Martiño agradeció el café y mientras soplaba el borde de la taza le confesó que en realidad no estaba allí en busca de recetas, bueno sí, también, porque a la caja ya le iban quedando pocas pastillas, pero eso no era lo principal; lo que urgía era informar a la siquiatra de la actual situación prófuga de Fiz y conseguir su complicidad para mantenerlo a salvo y lejos de las garras policiales, pues a su hermana ya se le estaban agotando las excusas para mantener alejado al grupo de amigas que diariamente iban a jugar a la brisca. Así que Fiz, ante la insistencia de Martiño y después de un rato de absortas miradas por el techo, concluyó que la única persona en la que podían confiar era Fátima; al fin y al cabo, era ella quien lo había sacado de comisaría en un par de ocasiones y entendía mejor que nadie el imperfecto motor de su cabeza.

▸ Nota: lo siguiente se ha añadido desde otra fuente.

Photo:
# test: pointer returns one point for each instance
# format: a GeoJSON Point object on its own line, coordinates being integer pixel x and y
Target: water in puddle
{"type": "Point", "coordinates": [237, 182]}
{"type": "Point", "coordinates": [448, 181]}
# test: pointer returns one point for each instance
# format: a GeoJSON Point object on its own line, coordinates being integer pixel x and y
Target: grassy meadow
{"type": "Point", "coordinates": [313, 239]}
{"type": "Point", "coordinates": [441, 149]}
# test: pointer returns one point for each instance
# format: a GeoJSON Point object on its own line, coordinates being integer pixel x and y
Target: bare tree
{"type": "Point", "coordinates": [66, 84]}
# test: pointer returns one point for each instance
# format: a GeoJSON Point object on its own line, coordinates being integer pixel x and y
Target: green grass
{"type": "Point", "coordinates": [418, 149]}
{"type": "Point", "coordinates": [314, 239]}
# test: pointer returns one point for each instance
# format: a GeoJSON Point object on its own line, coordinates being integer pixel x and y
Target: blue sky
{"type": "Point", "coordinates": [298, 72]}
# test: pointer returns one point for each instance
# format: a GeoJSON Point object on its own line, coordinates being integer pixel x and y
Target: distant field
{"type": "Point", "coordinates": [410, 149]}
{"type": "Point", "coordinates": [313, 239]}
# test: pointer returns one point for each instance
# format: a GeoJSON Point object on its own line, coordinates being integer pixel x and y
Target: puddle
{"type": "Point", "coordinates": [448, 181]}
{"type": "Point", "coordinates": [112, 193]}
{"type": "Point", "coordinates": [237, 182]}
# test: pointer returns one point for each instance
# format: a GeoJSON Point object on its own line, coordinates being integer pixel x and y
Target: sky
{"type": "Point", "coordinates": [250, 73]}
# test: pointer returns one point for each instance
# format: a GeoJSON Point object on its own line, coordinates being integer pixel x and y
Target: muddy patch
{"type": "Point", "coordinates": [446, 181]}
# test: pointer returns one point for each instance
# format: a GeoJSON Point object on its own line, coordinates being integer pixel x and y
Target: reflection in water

Martiño le contó pormenorizadamente y sin atropellarse los vaivenes de los últimos días y el actual escondite en la casa de Teo junto a su hermana y
Diderot
.
—Pues vaya hostias —dijo Fátima, después de ubicarse realmente en la gravedad del asunto.
—Pues sí —convino Martiño—. La policía ha entrado en el piso y lo tiene bajo vigilancia. Ayer no me dejaron ni limpiar y en cambio tuve que responder a sus preguntas y firmar una declaración; les dije que no tenía ni idea de dónde podía estar Fiz. No sé si me creyeron porque los maderos preguntan, y luego ponen esa cara de estar ausentes, como si les importase una mierda lo que te acaban de preguntar. Supongo que serán trucos del oficio, pero conmigo no funcionaron porque no les dije ni mú. Aunque ahora que lo pienso quizá fuese el poli que me interrogó, que tenía cara de lerdo por él mismo, sin necesidad de trucos. Bueno, da igual, la cuestión es que van tras los pasos de Fiz.
Fátima comprendió que Martiño podía ser un conversador de largo recorrido, así que se dedicó a formularle preguntas muy concretas.
—¿Cómo sabes que no te han seguido?
—No lo sé —reconoció cabizbajo—, desde que ayer hablé con la poli no he vuelto a la casa de mi hermana, no he querido arriesgarme; tan solo llamé anoche para comprobar que todo iba bien por allí. Les dije que hoy me pasaría, aunque en realidad, no sé qué hacer, creo que he venido hasta aquí en busca de consejo.
En cuanto Martiño pronunció la palabra «anoche» ella se marchó a un restaurante ligeramente
chic
que acababan de abrir en la parte vieja. Sentada frente a ella estaba la mujer y, entre ambas, una vela redonda que presagiaba un candor todavía controlado. Agarró fuerte su mente de siquiatra y regresó a la conversación.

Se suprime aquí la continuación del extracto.